The motel at which Dr. Martin Luther King, Jr. was assassinated nearly 40 years ago declined after his murder until it went into foreclosure in 1982. Concerned parties bought the Lorraine Motel in Memphis, Tennessee, and it eventually re-opened as the National Civil Rights Museum in 1991. Read more about it on their website.
The motel's preservation is a laudable act of adaptive reuse. So little is the exterior structure altered that when I drove past the place on a googie photo-recon of Memphis in 2001, I didn't even immediately realize it wasn't a working motel. With other historic motels endangered here and there (i.e. El Vado), I hope we see more of this sort of thing.
Note the arrow-shaped part of the sign. This is common to thousands of signs that can still be seen today.

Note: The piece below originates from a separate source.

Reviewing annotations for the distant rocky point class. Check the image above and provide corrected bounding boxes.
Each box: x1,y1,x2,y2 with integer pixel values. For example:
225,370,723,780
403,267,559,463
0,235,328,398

Back in 2001 I was photographing signs almost exclusively, and not often the buildings that went with them and gave them context. Now I know better.
The metal web or grid used at the base of the sign is a feature that I see more in the South and in Texas than in the Midwest or most of the Southwest.
The Lorraine Motel is the 1960s annex of the older Lorraine Hotel, which was built in the 1920s. Read more about the history of the Lorraine Hotel/Motel here.
The attached Coffee shop sign is also intact. Note the relatively unobtrusive museum banner in the background.
This long metal and neon sign is affixed to the same wall from which the Coffee Shop sign protrudes.
"Early morning, April four
Shot rings out in the Memphis sky
Free at last, they took your life
They could not take your pride"
U2 - Pride (In the Name of Love)
Neat song, but they got it a bit wrong, you know. Martin Luther King, Jr. was shot at just after 6 PM on April 4, 1968 - not in the morning.
A white wreath marks the balcony of room 306, on which Dr. King received the fatal wound. The room has been preserved and is the last part of the museum tour. The museum was closed when I was there; it was undergoing growth that stretched a tendril, via an under-street tunnel, to the boarding house where James Earl Ray fired the shot. I did read a good accounting of the museum at a business blog, of all places: Jeff Matthews Is Not Making This Up.
I expect that with this year holding the 40th anniversary of the death of Martin Luther King, Jr., we'll see a few documentaries that include the National Civil Rights Museum. I hope that somewhere along the line we see a detailed accounting of the debates and practical procedures that went onto the restoration and adaptation of the Lorraine Motel.